The managers of the banks may engage in a more risky lending strategy. Higher-risk lending may offer the bank the chance of higher returns but there is also a greater probability the debts will never be paid off. If the managers of the banks believe the government will bail them out, they have an incentive to encourage their staff to make far more of these risky loans than they would have without the bail-out. If most of the risky loans are paid then the banks will make large profits and the managers get large bonuses. If the majority of the loanees default on their loans and the banks get into financial difficulty then the managers know the government will bail them out. This is an example of moral hazard —where the actions/behaviour of one party (i.e. the banks) changes in a way that reduces the pay-off to the other party (i.e. the taxpayer). This is the result of incentives changing after an agreement has been reached (i.e. a bail-out).
Question 2
What are the three core elements of the Recovery and Resolution Directive?
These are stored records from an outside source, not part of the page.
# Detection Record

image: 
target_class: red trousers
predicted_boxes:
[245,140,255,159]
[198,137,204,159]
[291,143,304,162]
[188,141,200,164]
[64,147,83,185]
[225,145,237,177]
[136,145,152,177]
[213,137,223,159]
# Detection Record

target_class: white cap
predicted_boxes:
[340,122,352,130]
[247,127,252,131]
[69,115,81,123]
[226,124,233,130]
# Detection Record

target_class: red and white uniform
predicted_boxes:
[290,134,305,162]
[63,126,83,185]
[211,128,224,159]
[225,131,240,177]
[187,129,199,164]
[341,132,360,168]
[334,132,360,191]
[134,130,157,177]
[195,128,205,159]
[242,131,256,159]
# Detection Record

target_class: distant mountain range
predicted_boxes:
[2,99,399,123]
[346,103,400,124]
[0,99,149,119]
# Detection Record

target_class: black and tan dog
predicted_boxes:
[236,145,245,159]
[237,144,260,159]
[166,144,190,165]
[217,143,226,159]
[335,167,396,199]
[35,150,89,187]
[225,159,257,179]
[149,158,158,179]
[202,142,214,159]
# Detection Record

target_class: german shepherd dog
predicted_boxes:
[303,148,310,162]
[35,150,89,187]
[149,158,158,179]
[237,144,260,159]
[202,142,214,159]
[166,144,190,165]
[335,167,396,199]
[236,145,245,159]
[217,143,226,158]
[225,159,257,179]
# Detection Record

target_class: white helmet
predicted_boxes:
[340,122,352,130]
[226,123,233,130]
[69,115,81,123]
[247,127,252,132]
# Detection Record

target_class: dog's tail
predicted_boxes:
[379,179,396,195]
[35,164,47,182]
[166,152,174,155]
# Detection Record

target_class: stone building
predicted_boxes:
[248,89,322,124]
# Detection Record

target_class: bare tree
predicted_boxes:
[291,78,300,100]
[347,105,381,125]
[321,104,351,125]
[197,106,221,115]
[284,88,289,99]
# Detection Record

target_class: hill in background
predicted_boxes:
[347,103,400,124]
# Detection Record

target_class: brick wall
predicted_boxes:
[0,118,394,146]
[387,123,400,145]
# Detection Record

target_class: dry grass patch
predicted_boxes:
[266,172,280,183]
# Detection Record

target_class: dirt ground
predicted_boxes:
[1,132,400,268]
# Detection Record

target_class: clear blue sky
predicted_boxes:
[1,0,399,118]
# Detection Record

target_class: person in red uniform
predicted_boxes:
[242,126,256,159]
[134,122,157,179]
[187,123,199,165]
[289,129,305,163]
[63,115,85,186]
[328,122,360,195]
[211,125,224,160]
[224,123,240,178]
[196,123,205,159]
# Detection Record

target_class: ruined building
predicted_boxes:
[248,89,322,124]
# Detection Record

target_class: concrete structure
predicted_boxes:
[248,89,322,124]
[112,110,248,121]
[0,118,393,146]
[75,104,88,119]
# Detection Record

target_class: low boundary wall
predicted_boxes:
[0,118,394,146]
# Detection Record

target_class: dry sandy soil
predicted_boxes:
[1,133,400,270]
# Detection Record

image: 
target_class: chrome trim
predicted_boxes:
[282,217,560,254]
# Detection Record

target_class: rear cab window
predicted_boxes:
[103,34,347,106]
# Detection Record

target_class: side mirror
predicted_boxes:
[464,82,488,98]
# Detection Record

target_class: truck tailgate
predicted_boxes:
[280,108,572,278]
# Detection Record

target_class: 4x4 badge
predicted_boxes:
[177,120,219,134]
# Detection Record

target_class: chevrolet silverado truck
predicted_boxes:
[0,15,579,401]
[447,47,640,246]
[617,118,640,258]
The three core elements of the Recovery and Resolution Directive are planning, early intervention and resolution. In the resolution stage when a bank is failing or likely to fail the government can:
- sell or merge the bank with another business
- set up a temporary bridge bank
- allow a ‘bail-in’ to take place where the creditors and depositors lose some or all of their money
Question 3
What are the potential disadvantages to the authorities of using a bail-in instead of a bail-out?
One big disadvantage of a bail-in is that it might cause a panic among the creditors and depositors of the other banks. Creditors such as bondholders might demand higher interest rates in the future to lend the banks money. Depositors may try and withdraw their money on mass which might cause the bank to collapse.